One-Year Hold On School Board Vote Greenberg: ‘Constructive Year' Or ‘Spinning Wheels’
One-Year Hold On School Board Vote
Greenberg: 'Constructive Year' Or 'Spinning Wheels'
By Howard Schwach
The New York State legislature voted on Monday to postpone the school board elections scheduled for this May for at least a year, extending the terms of the members now on the local board until 2003.
Why the election was postponed depends on which legislator has the floor.
State Senator Serph Maltese, who sponsored the bill in the Senate, says that he did it at the request of the Board of Elections, which has to redraw 5,000 elections districts in the city.
"We do not want them to have the board rushing to complete that job and risk the integrity of future elections," Maltese says.
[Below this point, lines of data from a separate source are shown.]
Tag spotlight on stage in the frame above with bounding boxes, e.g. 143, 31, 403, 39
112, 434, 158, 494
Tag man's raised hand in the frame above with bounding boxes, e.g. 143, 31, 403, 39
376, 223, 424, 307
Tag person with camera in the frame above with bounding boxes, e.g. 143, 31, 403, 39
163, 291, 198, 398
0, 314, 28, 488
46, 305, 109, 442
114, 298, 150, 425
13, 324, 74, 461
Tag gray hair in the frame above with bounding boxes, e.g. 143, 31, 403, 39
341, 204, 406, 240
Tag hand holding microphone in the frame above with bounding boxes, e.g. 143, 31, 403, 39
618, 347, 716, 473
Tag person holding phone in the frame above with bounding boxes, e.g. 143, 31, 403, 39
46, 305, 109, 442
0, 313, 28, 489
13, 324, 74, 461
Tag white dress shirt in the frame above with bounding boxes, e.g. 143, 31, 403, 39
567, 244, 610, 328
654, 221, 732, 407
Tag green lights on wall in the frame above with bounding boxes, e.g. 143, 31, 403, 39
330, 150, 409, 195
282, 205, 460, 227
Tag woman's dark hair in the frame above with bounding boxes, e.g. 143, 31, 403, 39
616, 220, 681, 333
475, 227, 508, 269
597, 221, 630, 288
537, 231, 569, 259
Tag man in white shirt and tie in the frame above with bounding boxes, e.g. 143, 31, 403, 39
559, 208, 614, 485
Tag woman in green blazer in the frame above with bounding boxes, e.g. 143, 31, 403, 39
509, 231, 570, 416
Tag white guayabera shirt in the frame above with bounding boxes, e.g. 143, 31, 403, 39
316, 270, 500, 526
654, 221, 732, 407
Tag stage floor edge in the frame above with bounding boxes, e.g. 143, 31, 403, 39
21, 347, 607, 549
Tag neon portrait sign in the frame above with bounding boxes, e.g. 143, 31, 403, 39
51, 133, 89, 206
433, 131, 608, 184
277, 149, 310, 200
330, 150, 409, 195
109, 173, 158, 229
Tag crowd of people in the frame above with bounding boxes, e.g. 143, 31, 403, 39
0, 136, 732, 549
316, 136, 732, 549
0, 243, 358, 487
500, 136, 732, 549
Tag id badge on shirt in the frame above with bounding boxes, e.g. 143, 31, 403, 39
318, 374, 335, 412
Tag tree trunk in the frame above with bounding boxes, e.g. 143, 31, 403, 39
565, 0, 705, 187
On the other hand, Assembly Steven Silver, the chair of the powerful Assembly Education Committee, says that the election was postponed to "give the legislature time to discuss the future of community school boards."
Silver says that his vote was motivated not by the redistricting nor the money the postponement would save the city, but by the "possibility that the legislature might decide to alter or eliminate the school boards."
"Considering the current debate under way regarding New York City school governance, it is appropriate that we postpone the election for a year," Silver says.
Local school board president Steve Greenberg, who had indicated that he was not going to run for another term, is "personally happy" about the postponement, but unsure what it means for the future of school boards in general and specifically for Community School Board 27.
"If, during this year, we can sit down and evaluate the board process and come up with a new form of local input, then this can be a positive experience, a constructive year" Greenberg told The Wave. "On the other hand, if this is a done deal and there is no debate, no discussion, then we are just spinning our wheels."
Greenberg told The Wave that the school board presidents recently met with Dennis Walcott, the mayor's point person on education issues.
"Walcott came into the meeting stating his desire to do away with school boards. He left with a view that changed from doing away with the boards to modifying them in some way to allow for community input into the educational process." Greenberg says.
"We told him what we do and why we are necessary," he added. "We know the mayor wants complete control, but parents and students have to have a voice as well."
Greenberg believes that the boards are necessary and that they should be retained, even in a restructured manner.
"We are the eyes and ears of the community when it comes to education," Greenberg concludes. "We are the only community advocates for children and parents."